In re Granite Broadcasting Corp., 369 B.R. 120 (Bk. S.D.N.Y. 2007) (rejecting expert testimony when not supported by actual offer of preferred stockholders); In re Oneida Ltd., 351 B.R. 79 (Bk. S.D.N.Y. 2006) (rejecting testimony because discount was too low and lack of credibility because expert retained on a contingent fee basis); In re Nellson Nutraceutical, Inc., 2006 WL 3438582 (Bk. D. Del. 2006) (expert used metric not generally accepted by experts, and different from 3 other experts in case); In re Med Diversified, Inc, 346 B.R. 621 (Bk. E.D.N.Y. 2006) (expert's application of metrics was subject to manifest, pervasive and systematic bias). The Oneida case also was one of several "loan to own" cases. Another was In re Radnor Holdings Corp., 353 B.R. 820 (Bk. D. Del. 2006) (no subordination or recharacterization).
Court finds Bankruptcy Court finding of solvency at time of $29.5MM preferential transfer to banks was not clearly erroneous. Bankruptcy Court credited bank's expert over debtor's expert, and the data was consistent with marketplace data. Also, bank produced additional evidence regarding the state of the debtors' business that rebutted the statutory presumption of insolvency, and the court rejected arguments that the projections relied on by the banks' expert were not reasonable or reliable when prepared. In re American Classic Voyages Co., 384 B.R. 62 (D. Del. 2008).
Assume a nondebtor has a lease from the debtor with an option to purchase. The lessee goes into possession under the lease. After the debtor files, it proposes to reject the purchase option and the nondebtor seeks to exercise its purchase rights. Can it do so? Section 365(h)(1)(A)(ii) provides that a lessee in possession under a rejected lease may retain its rights under the lease including the right to possession. And, section 365(i)(2) provides that a purchaser in possession under an executory contract to purchase can exercise its purchase rights notwithstanding rejection of the contract. The question is whether a lessee in possession under the lease is also a purchaser in possession under the purchase option and can exercise its purchase rights notwithstanding rejection of the purchase contract. In In re Nickels Midway Pier, LLC, 2007 WL 4171114, 49 BCD P 35 (3d Cir. 2007), the Court said that (a) although the lease and purchase option were in the same contract, they were divisible and should have been treated as divisible, (b) the nondebtor was not in possession under the purchase option portion of the agreement, and (c) the nondebtor could not exercise its rights under section 365(i)(2) to purchase the property. In such cases, the purchaser must probably take a security interest in the property to fully protect its purchase option.

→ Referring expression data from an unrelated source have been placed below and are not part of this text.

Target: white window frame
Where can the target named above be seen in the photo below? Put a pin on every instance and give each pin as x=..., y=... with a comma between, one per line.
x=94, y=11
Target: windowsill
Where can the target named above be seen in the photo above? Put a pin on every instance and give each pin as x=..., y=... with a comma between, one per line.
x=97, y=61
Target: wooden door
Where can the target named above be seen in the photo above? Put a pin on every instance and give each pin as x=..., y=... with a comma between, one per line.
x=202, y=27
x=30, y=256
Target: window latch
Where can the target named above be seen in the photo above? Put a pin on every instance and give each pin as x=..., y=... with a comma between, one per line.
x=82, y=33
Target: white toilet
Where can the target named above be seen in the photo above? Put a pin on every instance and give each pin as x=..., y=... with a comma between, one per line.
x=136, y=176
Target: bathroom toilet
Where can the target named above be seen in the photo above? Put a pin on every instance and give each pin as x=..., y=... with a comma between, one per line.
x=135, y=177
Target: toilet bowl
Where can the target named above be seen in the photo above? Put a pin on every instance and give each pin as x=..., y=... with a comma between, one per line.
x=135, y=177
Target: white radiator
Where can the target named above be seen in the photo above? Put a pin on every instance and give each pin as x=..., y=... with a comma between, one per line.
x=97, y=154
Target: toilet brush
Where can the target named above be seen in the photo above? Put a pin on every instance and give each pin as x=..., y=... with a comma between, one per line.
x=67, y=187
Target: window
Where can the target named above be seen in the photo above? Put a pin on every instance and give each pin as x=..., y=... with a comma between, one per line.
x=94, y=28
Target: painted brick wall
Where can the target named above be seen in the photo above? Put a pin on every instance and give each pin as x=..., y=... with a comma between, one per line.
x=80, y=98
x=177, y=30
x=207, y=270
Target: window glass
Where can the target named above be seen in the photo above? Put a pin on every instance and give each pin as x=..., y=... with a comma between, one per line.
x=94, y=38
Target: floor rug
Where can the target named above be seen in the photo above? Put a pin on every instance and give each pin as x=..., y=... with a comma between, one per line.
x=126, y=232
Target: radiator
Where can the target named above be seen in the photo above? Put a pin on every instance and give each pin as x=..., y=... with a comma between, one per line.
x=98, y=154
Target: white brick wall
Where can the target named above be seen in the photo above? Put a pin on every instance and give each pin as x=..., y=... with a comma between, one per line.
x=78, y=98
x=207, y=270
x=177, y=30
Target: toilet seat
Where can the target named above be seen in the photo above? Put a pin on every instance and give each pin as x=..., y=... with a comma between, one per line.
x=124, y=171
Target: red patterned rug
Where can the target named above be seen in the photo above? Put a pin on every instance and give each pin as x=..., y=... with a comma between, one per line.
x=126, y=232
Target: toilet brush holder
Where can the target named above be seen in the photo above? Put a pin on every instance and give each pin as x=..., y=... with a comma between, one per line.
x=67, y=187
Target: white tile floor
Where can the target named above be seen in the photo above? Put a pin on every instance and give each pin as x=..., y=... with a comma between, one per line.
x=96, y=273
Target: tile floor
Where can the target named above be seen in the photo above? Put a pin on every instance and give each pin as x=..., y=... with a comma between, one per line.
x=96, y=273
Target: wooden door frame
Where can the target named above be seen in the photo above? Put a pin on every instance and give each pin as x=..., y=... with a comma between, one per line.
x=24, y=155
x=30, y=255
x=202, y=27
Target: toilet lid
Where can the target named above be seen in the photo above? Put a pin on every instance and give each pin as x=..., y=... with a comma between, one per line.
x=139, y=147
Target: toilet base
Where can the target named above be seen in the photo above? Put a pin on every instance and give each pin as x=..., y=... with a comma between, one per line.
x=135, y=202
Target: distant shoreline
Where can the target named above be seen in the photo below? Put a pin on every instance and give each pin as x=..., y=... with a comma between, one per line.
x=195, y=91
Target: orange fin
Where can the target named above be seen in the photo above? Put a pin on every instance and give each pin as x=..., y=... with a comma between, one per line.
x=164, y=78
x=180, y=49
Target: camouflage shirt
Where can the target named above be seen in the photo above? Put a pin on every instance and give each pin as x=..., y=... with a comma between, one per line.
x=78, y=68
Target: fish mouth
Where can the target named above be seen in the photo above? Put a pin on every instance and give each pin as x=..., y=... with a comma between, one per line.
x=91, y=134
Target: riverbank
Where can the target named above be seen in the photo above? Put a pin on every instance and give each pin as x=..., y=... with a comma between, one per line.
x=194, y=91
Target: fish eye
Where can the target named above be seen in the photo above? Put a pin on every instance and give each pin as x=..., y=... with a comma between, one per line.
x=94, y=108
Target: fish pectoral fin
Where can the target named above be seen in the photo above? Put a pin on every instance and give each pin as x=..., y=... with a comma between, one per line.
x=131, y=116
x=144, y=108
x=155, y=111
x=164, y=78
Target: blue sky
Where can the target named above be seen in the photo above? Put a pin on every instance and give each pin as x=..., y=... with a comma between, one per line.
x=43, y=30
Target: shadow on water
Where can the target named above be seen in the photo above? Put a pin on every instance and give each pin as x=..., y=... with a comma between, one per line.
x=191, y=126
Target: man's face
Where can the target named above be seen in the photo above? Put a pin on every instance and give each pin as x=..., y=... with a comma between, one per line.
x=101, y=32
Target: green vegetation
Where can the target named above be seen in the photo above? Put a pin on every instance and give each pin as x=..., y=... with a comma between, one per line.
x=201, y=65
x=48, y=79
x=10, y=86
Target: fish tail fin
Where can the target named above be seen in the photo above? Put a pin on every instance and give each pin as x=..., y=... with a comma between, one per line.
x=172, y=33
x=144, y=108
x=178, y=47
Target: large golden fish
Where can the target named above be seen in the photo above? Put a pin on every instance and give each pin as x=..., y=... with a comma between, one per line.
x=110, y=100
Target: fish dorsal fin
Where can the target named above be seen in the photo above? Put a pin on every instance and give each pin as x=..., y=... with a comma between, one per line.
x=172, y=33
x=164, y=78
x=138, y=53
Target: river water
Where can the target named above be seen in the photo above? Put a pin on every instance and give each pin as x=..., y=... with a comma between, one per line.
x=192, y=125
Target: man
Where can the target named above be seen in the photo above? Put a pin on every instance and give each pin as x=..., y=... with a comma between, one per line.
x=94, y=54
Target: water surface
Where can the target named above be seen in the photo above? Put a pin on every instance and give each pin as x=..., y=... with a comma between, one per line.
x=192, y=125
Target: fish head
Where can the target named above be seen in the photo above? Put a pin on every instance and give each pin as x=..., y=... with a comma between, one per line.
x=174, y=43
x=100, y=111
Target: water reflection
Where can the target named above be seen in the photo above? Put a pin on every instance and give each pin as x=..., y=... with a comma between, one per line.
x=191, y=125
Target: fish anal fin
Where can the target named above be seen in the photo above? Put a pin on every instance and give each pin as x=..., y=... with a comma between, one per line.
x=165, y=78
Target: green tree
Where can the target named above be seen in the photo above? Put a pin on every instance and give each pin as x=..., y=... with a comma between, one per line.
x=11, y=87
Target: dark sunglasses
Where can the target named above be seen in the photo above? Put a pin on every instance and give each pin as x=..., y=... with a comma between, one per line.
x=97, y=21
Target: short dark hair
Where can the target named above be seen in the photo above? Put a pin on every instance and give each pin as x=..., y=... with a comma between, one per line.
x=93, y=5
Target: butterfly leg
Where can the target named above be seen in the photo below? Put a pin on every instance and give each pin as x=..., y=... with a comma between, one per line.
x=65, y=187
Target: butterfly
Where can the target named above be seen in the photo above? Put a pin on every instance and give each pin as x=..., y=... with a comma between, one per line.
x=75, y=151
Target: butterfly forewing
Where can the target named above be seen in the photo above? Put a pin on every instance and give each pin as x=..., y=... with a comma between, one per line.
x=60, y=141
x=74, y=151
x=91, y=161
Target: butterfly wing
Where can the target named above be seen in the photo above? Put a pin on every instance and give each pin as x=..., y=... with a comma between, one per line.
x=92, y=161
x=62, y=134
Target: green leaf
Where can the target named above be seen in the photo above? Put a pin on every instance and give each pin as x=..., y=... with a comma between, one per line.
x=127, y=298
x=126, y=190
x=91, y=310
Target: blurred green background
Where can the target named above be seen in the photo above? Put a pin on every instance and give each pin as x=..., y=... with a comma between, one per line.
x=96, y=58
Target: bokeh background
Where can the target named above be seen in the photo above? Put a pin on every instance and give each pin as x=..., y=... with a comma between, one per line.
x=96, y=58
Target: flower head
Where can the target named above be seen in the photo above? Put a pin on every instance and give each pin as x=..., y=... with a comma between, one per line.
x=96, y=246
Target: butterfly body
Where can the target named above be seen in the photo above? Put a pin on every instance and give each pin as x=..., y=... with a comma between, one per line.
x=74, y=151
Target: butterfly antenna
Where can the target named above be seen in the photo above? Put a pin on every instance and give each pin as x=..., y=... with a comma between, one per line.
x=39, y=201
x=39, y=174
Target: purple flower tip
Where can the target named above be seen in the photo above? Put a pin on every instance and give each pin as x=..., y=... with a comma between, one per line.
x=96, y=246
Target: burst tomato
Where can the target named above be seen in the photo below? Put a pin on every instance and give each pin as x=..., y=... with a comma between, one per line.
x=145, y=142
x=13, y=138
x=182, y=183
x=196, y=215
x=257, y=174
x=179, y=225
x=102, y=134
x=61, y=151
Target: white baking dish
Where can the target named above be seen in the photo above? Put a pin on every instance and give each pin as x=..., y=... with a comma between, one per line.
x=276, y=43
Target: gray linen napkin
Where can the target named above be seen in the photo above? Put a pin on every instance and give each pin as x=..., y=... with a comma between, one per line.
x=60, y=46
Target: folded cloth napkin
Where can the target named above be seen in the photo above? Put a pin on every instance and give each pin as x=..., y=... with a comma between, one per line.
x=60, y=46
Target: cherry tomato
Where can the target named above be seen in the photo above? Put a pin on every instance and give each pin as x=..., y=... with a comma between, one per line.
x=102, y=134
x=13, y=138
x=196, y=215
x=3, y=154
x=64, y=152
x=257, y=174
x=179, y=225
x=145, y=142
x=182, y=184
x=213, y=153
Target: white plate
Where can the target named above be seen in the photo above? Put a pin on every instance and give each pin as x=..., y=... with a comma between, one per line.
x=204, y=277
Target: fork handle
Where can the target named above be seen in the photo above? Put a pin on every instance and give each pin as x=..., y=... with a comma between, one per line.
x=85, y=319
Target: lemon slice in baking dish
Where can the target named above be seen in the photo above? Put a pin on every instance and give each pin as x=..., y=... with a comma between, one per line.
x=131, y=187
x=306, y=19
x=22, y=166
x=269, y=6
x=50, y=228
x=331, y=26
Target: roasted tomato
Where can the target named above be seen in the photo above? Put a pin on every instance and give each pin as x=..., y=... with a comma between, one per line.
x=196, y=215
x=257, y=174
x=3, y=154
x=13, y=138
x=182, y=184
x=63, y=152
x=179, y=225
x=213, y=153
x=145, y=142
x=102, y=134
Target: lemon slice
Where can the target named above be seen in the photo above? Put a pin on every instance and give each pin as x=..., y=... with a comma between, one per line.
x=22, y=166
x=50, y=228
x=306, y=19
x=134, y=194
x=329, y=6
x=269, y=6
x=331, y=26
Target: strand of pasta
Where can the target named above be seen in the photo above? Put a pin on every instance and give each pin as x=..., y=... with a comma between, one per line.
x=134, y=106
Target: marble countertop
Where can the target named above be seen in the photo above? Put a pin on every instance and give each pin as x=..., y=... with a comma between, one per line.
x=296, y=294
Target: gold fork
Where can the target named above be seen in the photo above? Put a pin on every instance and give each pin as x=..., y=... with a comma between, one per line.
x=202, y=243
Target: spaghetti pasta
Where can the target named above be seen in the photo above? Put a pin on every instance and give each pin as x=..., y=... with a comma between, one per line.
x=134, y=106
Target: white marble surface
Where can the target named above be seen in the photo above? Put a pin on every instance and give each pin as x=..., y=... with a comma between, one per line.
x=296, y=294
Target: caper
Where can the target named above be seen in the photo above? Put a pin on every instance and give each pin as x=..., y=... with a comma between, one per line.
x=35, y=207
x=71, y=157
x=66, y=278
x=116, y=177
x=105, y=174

An important assumption issue is whether the debtor or an assignee must take the whole agreement. There is a doctrine that nonmaterial terms can be excised, but what is nonmaterial is often in the eyes of the beholder. In In re Fleming Companies, 2007 WL 2390776 (3d Cir. 2007) the contract was for a debtor food wholesaler to supply groceries to a retailer from its Tulsa facility. The debtor sought to assume and assign, but to delete the Tulsa facility provision because the Tulsa facility had been closed and its lease rejected.